The lecture will take place on Thursday 1st of May at 4pm in Lecture Theatre B, Central Teaching Hub. Coffee and tea will be available in the foyer outside the lecture theatre starting at 3:30pm. Refreshments will be served after the lecture.
No registration is necessary to attend the lecture in person. To attend remotely, please register here
Prof. Werner’s lecture is entitled "Connections via chains of random loops".
Abstract: I will describe a simple mathematical object related to basic physics. It is a cloud of independent random Brownian loops that can be thought of as appearing spontaneously in space or on a graph. For reasons that I will try to explain, the object of study are the connections that can be created by chains of intersecting loops. We will describe a new -- possibly surprising -- identity that allows to give an alternative exact description of the picture when one observes that two given points are connected, and we will discuss why this is of interest.
About the speaker
Wendelin Werner FRS is the Rouse Ball Professor of Mathematics at the University of Cambridge. He received his PhD in 1993 from the Université Pierre-et-Marie-Curie, under the supervision of Jean-François Le Gall.
The work of Prof. Werner has been fundamental to our understanding of random processes, connecting areas of mathematics such as statistical physics and complex analysis and shedding light on the fascinating interplay between randomness and continuity. He has made crucial contributions to our understanding of phenomena at criticality. These are points where a physical system has a phase transition, such as water freezing or boiling at 0 and 100 degrees Celsius respectively. Among his major accomplishments, is Prof. Werner's study of the Schramm-Lower evolution, which gives a unified description of a multitude of critical phenomena, as well as the Brownian loop-soup, which provides a new way of looking at objects in the plane.

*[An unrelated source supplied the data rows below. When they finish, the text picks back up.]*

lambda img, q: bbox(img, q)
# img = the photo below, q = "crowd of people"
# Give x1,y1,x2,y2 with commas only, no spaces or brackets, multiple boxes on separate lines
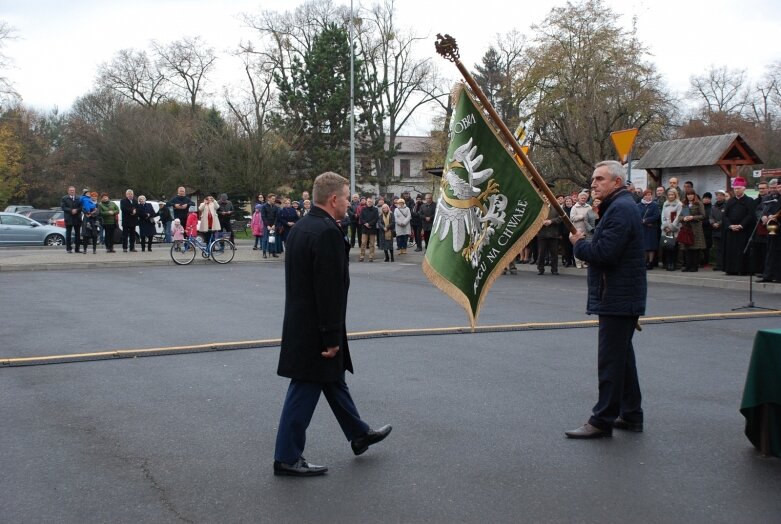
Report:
59,177,780,284
59,186,239,253
248,190,438,263
521,176,780,284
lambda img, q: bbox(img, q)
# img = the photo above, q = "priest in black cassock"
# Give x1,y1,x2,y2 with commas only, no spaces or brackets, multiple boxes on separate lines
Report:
722,177,756,275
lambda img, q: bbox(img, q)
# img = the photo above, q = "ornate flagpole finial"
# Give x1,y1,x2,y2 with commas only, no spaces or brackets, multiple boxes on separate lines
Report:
435,34,459,62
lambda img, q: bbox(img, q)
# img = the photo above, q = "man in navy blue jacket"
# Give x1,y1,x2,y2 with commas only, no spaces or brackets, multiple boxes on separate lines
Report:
565,160,647,439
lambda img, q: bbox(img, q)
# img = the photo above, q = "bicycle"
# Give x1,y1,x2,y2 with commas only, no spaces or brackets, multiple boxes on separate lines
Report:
170,234,236,265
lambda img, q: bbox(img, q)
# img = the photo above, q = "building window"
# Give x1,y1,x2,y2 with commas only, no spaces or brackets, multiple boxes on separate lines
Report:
399,159,410,178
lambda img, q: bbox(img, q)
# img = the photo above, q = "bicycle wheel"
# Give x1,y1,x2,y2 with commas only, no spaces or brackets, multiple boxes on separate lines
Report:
170,240,196,265
210,238,235,264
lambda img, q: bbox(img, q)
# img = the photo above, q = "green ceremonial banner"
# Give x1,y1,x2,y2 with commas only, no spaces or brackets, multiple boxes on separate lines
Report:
422,84,547,328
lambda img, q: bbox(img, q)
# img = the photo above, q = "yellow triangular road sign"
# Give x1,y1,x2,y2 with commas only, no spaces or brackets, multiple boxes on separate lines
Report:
610,128,638,163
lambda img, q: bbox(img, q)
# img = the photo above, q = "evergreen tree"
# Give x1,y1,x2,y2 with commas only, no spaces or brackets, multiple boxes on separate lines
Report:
274,23,366,182
474,47,504,113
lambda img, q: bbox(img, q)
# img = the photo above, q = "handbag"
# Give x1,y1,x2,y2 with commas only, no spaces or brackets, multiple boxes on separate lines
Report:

Prof. Werner was awarded the Fields medal in 2006. He has received many other honours and accolades, including the Fermat Prize in 2001, the Pólya Prize in 2006, and the Heinz Gumin Prize in 2016. He was elected a Fellow to the Royal Society in 2020.
About the Terry Wall Lecture
The Terry Wall Lecture is an annual lecture on a topic in Pure Mathematics (broadly construed) by an internationally distinguished speaker. The lecture is named in honour of Professor Terry Wall FRS, Professor of Pure Mathematics at the University of Liverpool from 1965 until his retirement in 1999. During this time he served terms as Head of the Department of Pure Mathematics and as President of the London Mathematical Society. His research has been recognised by a number of prestigious awards and honours, including the Senior Whitehead Prize and the Pólya Prize of the LMS, the Sylvester Medal of the Royal Society, and election as a Fellow of the Royal Society.